Branding on a Shoe String
Pop over to the business section of your local bookstore, and you’ll find the shelves lined with dozens of books about branding. In addition, articles about branding abound in the business magazines, and a small army of consultants stand ready to lead focus groups, compile surveys, write reports, and make recommendations for branding your catalog.
But if you’re like most of the start-up catalogers with which our firm, Olson, Kotowski & Co., has worked over the years, you’re probably chronically short of two things: time and money. Fortunately, forging a unique brand identity isn’t all that difficult or expensive—if you apply a little common sense and some entrepreneurial thinking.
Beware of “Me-Too”Brand Identity
When most catalogers talk about the need to “brand” their catalog, they’re usually talking about their “brand identity”—the graphics, photographs, words, logos, typefaces and other elements their customers see when they pick up the catalog—the things that give the catalog its personality. So, by definition you can’t differentiate (i.e., brand) your catalog by doing what your competition is already doing. Sounds simple, doesn’t it?

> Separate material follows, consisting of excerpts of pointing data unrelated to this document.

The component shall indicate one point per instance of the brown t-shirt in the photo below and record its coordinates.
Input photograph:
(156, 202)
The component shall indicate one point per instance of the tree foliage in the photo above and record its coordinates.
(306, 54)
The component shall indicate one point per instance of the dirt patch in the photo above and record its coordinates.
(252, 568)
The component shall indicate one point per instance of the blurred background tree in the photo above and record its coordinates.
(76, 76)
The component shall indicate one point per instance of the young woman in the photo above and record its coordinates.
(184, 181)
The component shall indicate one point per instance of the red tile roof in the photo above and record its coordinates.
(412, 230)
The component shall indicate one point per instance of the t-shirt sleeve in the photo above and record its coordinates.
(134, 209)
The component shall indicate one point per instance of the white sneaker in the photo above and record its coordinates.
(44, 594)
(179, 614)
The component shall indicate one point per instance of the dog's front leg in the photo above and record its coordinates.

Yet as I write this, five different computer catalogs stare back at me from my desk. All use bright colors, screaming headlines and covers packed with products, each competing for the viewer’s attention.
To even the seasoned buyer, these five catalogs are indistinguishable from one another. Swap their logos, and you’d have a nearly impossible time telling them apart. They have little or no unique brand identity. I predict within the next few years, half of them will disappear from our mailboxes, victims of “me-too” branding.
Some fashion catalogs also have fallen into the “me-too” trap. Is sans serif type with a lot of leading in vogue now? You’ll find at least a half dozen catalogs using it until the next “way cool” type treatment comes along. Are blown-out backgrounds the latest photo trend? You can count on seeing it over and over again as art directors embrace the “new look”... until the next new look arrives.